Canby Drug & Gifts, a pharmacy in rural Minnesota, is a paradox. It does good business, yet it is always on the verge of shutting down.
“I’m one bad contract from closing,” says owner Mark Whittier.
His drugstore, one of a few in his county of more than 9,000 people, exemplifies the struggle many independent pharmacies face. The store is a lifeline for customers, most of whom are on either Medicaid or the state’s health-insurance program. Yet profitability is now near-impossible because of the preposterous way the United States distributes pharmaceutical drugs.
Without serious reforms, businesses such as Whittier’s could disappear.
The tectonic plates beneath retail pharmaceuticals are shifting, and drugstores are falling. The total number of drugstores has been falling since 2015, but the trend has been particularly pronounced in rural areas, which have lost about 10 percent of their pharmacies in two decades.
There are plenty of reasons for this: As for many other businesses, revenue for pharmacies cratered during the pandemic. Labor shortages, especially among pharmacists seeking better pay and working conditions, further strained operations. Meanwhile, online retailers provided new competition, and large opioid settlements have battered many chains.
But U.S. drug distribution has also greatly consolidated, granting enormous power to a few big players that have mangled the industry in the pursuit of profit. A small number of pharmacy benefit managers (PBMs) — Express Scripts, CVS Caremark and Optum Rx — act as intermediaries between pharmacies and the insurance companies that pay for prescription drugs. But each PBM also runs a network of pharmacies and goes to great lengths to direct customers to its preferred retail stores.
That’s right — the same corporations that are deciding where Americans should buy their drugs are often running those drugstores.
This market dominance has driven business away from independent stores. Worse, PBMs are notorious for setting low reimbursement fees, making it difficult for pharmacies to break even. Many PBMs also impose contracts on independent pharmacies with unrealistic demands on how they dispense drugs and how their customers follow the regimens. When pharmacies fall short, they are hit with enormous fees.
Together, these forces have expanded America’s “pharmacy deserts” — swaths of the country without easy access to stores — and this situation is bound to worsen. CVS and Walgreens plan to continue shedding retail locations in the coming years. Rite Aid’s bankruptcy last month will pile on 150-plus more closures.
This could have serious effects on Americans’ health, especially among minorities. Long drives and onerous trips on public transportation make it hard for patients to stay on track with their medications. People shouldn’t have to spend an hour in a car or bus just to pick up insulin to treat diabetes.

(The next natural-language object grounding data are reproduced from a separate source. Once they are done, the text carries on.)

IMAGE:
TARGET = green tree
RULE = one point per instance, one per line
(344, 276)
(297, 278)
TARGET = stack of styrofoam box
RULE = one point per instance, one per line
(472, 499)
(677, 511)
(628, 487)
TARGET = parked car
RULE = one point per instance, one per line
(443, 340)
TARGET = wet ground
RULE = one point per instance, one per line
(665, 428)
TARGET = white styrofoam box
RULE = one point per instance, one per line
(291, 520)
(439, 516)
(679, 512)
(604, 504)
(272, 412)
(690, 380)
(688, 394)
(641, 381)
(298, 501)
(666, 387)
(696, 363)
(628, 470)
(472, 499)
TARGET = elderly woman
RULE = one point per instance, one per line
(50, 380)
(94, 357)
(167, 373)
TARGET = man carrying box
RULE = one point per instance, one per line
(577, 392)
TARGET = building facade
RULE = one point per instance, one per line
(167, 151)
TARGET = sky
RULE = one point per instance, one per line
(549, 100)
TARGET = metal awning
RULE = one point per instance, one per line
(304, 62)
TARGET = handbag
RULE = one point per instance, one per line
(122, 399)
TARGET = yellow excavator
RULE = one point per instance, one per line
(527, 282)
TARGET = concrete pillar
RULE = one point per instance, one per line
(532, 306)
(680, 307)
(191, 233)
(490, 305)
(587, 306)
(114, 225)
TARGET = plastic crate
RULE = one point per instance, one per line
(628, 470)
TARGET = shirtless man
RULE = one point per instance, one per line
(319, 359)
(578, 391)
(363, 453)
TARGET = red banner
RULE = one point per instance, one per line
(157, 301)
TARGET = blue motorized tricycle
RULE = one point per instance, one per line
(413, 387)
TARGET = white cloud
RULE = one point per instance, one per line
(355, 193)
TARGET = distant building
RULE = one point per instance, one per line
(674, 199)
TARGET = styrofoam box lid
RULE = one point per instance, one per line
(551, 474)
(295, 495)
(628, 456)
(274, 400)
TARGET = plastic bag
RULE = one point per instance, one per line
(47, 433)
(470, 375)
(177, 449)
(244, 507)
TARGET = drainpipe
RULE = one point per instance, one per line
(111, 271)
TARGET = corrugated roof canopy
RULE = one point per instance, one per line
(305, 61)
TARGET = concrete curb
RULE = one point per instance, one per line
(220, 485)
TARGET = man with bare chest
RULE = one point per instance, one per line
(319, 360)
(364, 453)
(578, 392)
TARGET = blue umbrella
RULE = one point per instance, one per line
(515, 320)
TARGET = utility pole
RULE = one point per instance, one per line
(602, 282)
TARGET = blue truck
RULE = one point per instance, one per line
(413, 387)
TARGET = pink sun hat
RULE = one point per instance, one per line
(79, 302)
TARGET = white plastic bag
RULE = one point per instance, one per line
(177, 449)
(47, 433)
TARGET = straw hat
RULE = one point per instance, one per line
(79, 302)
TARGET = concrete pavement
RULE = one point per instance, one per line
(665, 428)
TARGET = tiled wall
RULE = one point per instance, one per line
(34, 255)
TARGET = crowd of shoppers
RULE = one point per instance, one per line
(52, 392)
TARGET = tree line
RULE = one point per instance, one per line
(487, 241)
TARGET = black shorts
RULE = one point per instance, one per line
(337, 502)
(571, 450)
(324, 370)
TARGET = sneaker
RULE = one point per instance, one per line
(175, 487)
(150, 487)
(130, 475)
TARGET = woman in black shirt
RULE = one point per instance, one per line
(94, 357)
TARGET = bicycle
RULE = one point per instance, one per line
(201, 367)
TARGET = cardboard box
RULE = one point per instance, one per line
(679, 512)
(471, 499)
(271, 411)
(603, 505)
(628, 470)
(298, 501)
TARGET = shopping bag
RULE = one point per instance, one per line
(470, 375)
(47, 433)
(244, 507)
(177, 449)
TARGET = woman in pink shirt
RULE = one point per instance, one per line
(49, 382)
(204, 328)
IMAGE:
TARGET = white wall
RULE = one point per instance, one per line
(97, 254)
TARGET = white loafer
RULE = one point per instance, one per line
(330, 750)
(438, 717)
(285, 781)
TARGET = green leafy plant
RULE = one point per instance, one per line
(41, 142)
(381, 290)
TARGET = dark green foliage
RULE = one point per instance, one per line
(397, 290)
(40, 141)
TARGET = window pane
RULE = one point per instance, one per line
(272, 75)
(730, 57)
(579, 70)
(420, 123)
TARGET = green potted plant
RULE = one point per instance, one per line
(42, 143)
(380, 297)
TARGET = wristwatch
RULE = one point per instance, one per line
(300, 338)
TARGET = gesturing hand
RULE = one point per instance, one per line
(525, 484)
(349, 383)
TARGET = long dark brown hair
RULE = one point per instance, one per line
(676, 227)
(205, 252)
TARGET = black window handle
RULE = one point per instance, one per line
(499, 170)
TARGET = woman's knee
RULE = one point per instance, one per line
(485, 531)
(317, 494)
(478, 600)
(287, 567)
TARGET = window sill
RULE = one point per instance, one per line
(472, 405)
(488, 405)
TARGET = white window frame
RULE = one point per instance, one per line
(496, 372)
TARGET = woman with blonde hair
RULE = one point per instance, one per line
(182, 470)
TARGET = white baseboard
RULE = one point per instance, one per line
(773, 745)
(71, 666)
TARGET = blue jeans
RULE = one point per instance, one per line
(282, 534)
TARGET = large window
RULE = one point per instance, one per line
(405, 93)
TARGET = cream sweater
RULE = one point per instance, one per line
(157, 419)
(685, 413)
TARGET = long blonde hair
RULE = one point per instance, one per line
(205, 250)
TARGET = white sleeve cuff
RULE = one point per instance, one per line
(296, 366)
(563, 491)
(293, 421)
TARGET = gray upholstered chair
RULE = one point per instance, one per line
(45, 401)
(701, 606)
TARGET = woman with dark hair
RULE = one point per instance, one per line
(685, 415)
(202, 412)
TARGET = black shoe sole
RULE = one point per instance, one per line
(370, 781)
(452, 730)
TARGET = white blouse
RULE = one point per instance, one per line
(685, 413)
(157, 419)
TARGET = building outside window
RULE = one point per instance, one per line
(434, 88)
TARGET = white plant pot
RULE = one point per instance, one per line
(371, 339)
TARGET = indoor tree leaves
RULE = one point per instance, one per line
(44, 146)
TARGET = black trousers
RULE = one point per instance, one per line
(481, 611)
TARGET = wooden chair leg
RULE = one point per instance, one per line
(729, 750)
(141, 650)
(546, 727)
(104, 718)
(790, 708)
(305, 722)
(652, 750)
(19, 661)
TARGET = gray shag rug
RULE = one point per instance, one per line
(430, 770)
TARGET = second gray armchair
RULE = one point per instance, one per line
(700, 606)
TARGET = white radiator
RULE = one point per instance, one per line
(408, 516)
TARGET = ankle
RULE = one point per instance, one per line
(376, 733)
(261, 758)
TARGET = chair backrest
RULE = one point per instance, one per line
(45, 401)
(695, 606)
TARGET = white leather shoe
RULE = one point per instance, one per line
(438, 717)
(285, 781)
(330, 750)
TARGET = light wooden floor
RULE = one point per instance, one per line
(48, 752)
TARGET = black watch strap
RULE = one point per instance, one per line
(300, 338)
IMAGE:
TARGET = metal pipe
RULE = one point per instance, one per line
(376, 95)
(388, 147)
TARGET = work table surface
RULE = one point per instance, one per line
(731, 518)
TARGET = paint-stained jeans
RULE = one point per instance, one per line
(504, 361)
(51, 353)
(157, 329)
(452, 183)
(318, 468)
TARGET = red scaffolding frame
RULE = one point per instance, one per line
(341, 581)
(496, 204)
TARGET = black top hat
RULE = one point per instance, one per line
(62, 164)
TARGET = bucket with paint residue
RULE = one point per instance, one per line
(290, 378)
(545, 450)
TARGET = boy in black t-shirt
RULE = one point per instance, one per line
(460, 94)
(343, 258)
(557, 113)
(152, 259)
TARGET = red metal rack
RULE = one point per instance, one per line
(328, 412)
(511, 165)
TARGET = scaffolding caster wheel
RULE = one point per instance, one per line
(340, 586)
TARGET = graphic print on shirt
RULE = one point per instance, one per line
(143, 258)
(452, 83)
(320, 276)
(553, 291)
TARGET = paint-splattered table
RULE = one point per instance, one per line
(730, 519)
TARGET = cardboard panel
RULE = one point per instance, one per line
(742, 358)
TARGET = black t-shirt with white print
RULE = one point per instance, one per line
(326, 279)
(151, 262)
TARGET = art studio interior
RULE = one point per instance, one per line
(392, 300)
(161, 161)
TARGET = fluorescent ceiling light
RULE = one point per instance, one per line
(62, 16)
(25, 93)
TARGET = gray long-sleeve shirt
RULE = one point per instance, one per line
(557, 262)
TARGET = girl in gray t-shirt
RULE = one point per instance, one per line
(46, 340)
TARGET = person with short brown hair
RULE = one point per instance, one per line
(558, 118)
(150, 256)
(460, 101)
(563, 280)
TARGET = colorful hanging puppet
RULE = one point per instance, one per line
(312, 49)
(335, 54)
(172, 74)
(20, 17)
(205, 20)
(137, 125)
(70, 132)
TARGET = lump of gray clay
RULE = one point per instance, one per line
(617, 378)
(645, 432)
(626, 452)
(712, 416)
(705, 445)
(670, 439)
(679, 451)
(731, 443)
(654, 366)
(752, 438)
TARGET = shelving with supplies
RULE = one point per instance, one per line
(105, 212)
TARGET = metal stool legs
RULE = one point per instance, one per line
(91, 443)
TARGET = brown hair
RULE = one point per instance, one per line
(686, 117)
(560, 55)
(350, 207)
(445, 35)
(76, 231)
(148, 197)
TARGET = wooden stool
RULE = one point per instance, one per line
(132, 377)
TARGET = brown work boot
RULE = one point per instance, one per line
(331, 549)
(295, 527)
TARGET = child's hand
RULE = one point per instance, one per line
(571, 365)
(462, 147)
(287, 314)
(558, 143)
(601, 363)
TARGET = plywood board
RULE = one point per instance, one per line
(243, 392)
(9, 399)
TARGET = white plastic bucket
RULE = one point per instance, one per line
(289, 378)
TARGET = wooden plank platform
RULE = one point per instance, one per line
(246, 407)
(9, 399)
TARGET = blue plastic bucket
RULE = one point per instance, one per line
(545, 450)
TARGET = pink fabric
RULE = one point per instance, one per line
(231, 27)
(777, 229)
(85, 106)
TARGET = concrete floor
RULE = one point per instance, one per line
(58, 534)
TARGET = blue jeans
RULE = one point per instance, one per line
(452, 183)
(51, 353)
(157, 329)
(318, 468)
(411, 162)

Mail-order services can help address the problem but can’t solve it. Retail shops are essential for immunizations, for example. And drugs coming through the mail come without face-to-face guidance from pharmacists on how to take them. Plus, not all drugs can be shipped; some must be refrigerated or not shaken.
An elegant solution to these problems is to make it more profitable for pharmacies to serve low-income patients. This would require a heavy hand from the government.
One way to do it: raise reimbursement rates for drugs covered by Medicaid or Medicare. Government programs typically pay less than private insurers do. This saves taxpayers money, but it means poor communities — which already suffer from higher rates of health issues — are less profitable for drugstores. This makes low-income areas less attractive places to open pharmacies, regardless of demand.
States could change the incentive structure and pay more for drug purchases through their assistance programs. This would cost governments more, but it would help stabilize independent pharmacies and give chains reason to remain where they’re most needed.
States should also confront PBMs. These middlemen have concocted a devious way to profit from the byzantine drug system at the expense of pharmacies. PBMs negotiate discounts with drug manufacturers on behalf of payers — either insurance companies or state Medicaid programs. But the amounts they charge payers are often much higher than what they reimburse pharmacies. PBMs then pocket the difference, or at least a portion of it.
There is no justification for this practice, especially in Medicaid. Banning it from all taxpayer-funded programs would direct some of the savings from drug discounts to pharmacies. Ohio, for example, discovered in 2018 that PBMs working with the state’s Medicaid program were upcharging taxpayers more than $200 million in a single year, so lawmakers banned the practice. The next year, pharmacy reimbursements from PBMs jumped $38 million.
Whittier says such reforms are about “fairness” for pharmacies. That’s true, but they’re also about fairness for Americans. A country in which access to medication is determined by Zip codes is economically — and morally — deficient.